Mit BGH NJW 2003, 828 hat sich die Rechtsprechung geändert: Ausschlaggebend ist dabei
der seit 1991 geltende § 17 II GVG, wonach das Interesse an einer einfachen und schnellen
Streitentscheidung höher zu bewerten ist als das Anliegen, das Bestehen von rechten stets
von dem sachnäheren Gericht prüfen zu lassen. Diese Wertung könne auch nicht innerhalb
einer Gerichtsbarkeit übergangen werden (BGH NJW 2003, 828, 829).

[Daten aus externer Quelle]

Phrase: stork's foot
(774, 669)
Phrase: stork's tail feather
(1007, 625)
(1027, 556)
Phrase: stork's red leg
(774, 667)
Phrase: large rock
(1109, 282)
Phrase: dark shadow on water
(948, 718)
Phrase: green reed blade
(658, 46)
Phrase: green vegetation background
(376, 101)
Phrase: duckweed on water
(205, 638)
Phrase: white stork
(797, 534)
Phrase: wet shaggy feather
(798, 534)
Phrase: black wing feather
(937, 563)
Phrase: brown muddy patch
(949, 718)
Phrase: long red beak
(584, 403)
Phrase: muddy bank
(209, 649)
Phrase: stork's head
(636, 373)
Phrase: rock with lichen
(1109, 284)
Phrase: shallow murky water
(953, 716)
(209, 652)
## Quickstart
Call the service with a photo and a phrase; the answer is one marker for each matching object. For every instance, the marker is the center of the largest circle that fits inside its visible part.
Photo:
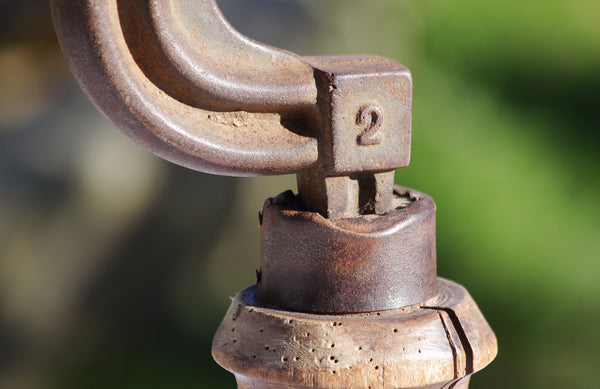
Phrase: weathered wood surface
(432, 346)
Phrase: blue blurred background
(116, 267)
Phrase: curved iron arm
(180, 81)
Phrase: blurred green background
(116, 267)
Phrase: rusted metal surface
(370, 263)
(178, 79)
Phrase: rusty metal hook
(180, 81)
(177, 78)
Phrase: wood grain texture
(432, 346)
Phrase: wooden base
(435, 345)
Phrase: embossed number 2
(372, 117)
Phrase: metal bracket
(178, 79)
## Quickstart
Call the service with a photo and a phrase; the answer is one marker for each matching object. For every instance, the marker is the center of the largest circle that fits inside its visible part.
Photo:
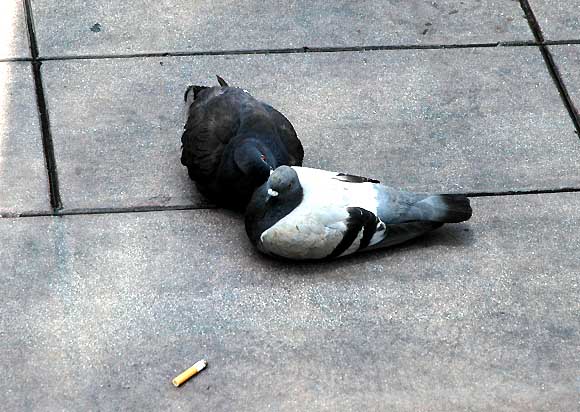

Dafür sprechen auch die Interessen des Beklagten. Dieser muss sich ohnehin auf den Prozess an dem besonderen Gerichtsstand einlassen. Ihm kommt es also zugute, wenn der
Rechtsstreit insgesamt entschieden wird und der Kläger nicht eine „zweite Chance“ erhält.
Die Entscheidung des BGH erging zu § 32 ZPO, seine Grundgedanken kommen freilich
auch für § 29 ZPO zur Geltung.
Beachte: Die Grundsätze des Sachzusammenhangs gelten nicht für die internationale Zuständigkeit (BGH
NJW 2003, 828, 830), auch nicht im Rahmen von Art. 5 EuGVVO (str.).
Folglich kann das AG Halle auch über die Ansprüche aus dem StVG entscheiden. Die Voraussetzungen von § 7 I StVG sind erfüllt. § 7 StVG ist hier nicht nach § 8 Nr. 3 StVG ausgeschlossen, denn H hatte den Koffer mit sich geführt. Der Anspruch ist auch nicht durch „höhere Gewalt“ ausgeschlossen, § 7 II StVG.
Ergebnis: Das AG Halle wird der Klage stattgeben.